Playing the Indian Card

Friday, March 06, 2015

Leonard Cohen and the Death of Anglophone Montreal

Last Canadian Standing

An interesting piece in the New Yorker. I am probably reading this into it; but the article makes me think that the true impetus for Quebec's "Quiet Revolution" was envy of the vitality of English-speaking Montreal culture, back in the days of Cohen, Layton, Klein, Richler, Scott, MacLennan and Moore. Having nothing to compare with it, the Francophone elite sought to destroy it.

In doing so, they destroyed the best hope for a native English-Canadian culture, in the city of its ideological founder, D'Arcy McGee. Since then, we have had nothing but multiculturalism.

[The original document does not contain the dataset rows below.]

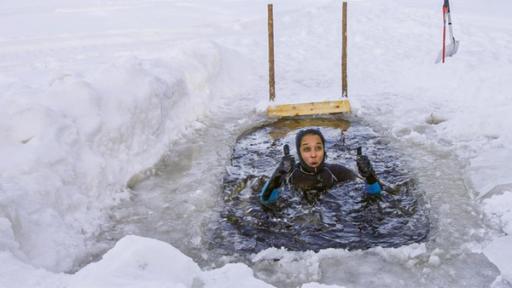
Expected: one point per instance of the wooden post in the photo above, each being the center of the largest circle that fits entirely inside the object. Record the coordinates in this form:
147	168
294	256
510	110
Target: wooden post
344	82
271	71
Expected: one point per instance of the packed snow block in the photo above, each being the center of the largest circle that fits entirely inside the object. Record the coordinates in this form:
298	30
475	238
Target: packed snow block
232	276
139	262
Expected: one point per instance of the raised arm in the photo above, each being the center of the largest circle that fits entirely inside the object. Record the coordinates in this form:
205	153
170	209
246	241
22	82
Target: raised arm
272	188
373	187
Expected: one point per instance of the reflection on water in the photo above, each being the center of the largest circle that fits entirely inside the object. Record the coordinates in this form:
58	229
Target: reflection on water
341	218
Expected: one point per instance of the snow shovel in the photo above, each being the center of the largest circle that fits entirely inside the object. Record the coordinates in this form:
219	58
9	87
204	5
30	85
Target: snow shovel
453	46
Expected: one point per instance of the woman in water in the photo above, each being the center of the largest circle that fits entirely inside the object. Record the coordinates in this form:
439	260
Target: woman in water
312	176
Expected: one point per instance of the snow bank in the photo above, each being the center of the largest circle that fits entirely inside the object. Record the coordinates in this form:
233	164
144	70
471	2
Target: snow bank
133	262
71	141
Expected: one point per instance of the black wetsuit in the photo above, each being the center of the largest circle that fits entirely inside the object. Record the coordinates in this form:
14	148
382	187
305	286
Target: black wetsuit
311	182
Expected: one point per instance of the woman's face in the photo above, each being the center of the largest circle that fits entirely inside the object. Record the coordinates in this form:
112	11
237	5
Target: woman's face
312	150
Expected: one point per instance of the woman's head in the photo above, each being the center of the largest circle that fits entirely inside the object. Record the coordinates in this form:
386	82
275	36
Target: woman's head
310	144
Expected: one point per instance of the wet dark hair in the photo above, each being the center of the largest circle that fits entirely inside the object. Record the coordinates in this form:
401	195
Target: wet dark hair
298	139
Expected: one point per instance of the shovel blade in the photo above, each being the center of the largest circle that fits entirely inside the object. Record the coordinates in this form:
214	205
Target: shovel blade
450	50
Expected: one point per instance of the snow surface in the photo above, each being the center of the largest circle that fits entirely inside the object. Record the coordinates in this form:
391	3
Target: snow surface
94	93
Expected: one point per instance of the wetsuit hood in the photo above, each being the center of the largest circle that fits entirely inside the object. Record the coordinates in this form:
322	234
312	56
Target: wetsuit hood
298	139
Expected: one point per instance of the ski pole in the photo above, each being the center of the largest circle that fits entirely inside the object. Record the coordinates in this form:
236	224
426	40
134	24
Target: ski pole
445	10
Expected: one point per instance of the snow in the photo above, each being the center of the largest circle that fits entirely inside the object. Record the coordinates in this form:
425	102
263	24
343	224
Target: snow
96	93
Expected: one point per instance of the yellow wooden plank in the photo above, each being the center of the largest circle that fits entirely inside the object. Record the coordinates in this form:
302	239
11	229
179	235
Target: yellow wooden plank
312	108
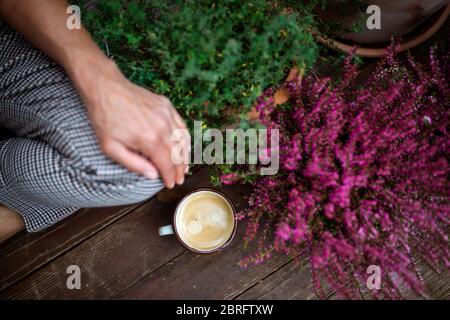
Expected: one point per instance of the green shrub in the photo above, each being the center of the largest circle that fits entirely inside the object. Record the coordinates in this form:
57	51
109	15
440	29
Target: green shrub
211	58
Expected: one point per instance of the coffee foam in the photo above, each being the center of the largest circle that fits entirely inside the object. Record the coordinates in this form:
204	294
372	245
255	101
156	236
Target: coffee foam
205	220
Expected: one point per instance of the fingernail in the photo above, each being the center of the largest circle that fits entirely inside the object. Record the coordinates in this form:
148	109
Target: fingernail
170	185
152	175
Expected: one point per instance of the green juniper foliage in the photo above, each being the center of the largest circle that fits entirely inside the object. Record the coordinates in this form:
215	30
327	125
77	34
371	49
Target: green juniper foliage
211	58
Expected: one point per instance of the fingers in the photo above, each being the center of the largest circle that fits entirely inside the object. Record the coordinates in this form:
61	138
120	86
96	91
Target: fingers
129	159
186	139
159	154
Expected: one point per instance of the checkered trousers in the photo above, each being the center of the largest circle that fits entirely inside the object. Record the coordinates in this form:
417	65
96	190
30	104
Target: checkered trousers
53	164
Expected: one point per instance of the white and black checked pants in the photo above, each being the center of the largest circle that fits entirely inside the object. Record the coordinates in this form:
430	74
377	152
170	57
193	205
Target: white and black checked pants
53	165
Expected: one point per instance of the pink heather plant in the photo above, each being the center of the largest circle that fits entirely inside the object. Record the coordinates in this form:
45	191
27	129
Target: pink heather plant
363	177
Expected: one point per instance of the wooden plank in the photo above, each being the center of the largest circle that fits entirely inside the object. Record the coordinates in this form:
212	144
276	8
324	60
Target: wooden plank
292	281
28	252
436	285
117	256
215	276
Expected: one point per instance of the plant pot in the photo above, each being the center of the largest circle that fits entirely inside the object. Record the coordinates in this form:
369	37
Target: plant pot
413	21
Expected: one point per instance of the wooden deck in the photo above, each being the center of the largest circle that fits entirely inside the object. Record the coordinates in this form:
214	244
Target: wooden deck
121	256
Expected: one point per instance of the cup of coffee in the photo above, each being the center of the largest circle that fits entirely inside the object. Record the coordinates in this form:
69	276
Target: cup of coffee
204	221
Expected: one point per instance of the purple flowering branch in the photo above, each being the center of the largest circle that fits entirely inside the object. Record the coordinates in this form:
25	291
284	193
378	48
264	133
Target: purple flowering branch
363	177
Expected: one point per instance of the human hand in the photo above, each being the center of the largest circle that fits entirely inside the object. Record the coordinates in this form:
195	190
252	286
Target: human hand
134	126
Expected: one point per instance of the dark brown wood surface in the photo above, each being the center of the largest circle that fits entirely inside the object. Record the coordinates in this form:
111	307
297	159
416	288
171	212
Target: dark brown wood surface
121	256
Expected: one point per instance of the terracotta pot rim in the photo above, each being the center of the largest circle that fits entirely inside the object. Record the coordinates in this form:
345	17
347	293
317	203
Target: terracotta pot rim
377	52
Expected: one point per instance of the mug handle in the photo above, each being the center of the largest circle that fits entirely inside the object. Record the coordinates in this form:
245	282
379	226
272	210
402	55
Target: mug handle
166	230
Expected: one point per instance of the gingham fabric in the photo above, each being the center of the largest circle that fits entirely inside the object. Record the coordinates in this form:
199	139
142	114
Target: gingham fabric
53	165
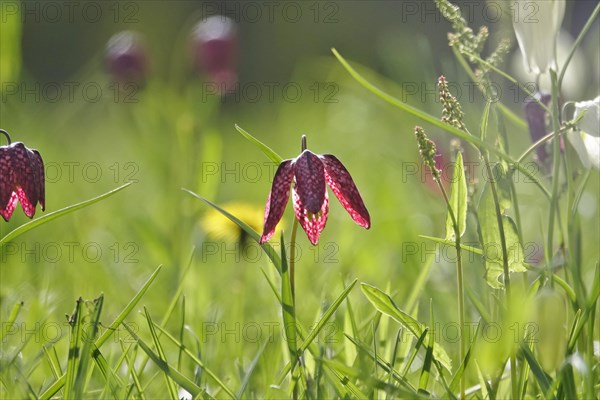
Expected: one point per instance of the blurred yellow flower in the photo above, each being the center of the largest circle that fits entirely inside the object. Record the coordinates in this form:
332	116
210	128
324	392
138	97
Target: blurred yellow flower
217	226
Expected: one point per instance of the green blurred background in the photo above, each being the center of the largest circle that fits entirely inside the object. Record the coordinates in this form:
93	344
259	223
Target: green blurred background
173	133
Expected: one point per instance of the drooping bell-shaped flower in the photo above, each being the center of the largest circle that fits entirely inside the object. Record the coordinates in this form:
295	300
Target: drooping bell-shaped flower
311	174
126	58
537	24
536	121
214	48
586	139
21	179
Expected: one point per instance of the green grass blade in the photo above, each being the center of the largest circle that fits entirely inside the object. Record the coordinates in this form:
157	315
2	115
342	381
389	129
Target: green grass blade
543	380
114	382
12	317
134	375
410	359
56	214
162	356
464	363
470	249
426	370
86	349
458	200
415	111
130	306
325	318
181	379
384	365
173	304
268	249
52	362
351	388
196	360
261	146
57	385
288	310
75	336
386	305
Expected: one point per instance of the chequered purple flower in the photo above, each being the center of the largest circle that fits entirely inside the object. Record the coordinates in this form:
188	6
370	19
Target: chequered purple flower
311	202
21	179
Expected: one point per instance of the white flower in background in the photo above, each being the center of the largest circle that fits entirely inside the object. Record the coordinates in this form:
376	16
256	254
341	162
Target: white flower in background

All your bases are belong to us, maudits Anglais!
The author of the New Yorker piece, a Montreal Jew, points out that the Montreal Jewish community never really fit in to the "two solitudes," being neither English nor French. He does not notice that the same was true, to an even greater extent, of the Montreal Irish, mostly English by language but Catholic by religion. Together, these two groups probably constituted the majority of "English Montreal" during this century, and they were certainly the perpetrators of the Montreal literary renaissance. The "Two Solitudes" were a myth.

It was not the English the Francos crushed in the Sixties and Seventies. It was the Canadians, trying to forge a new Canadian culture which combined the best of all the many local traditions.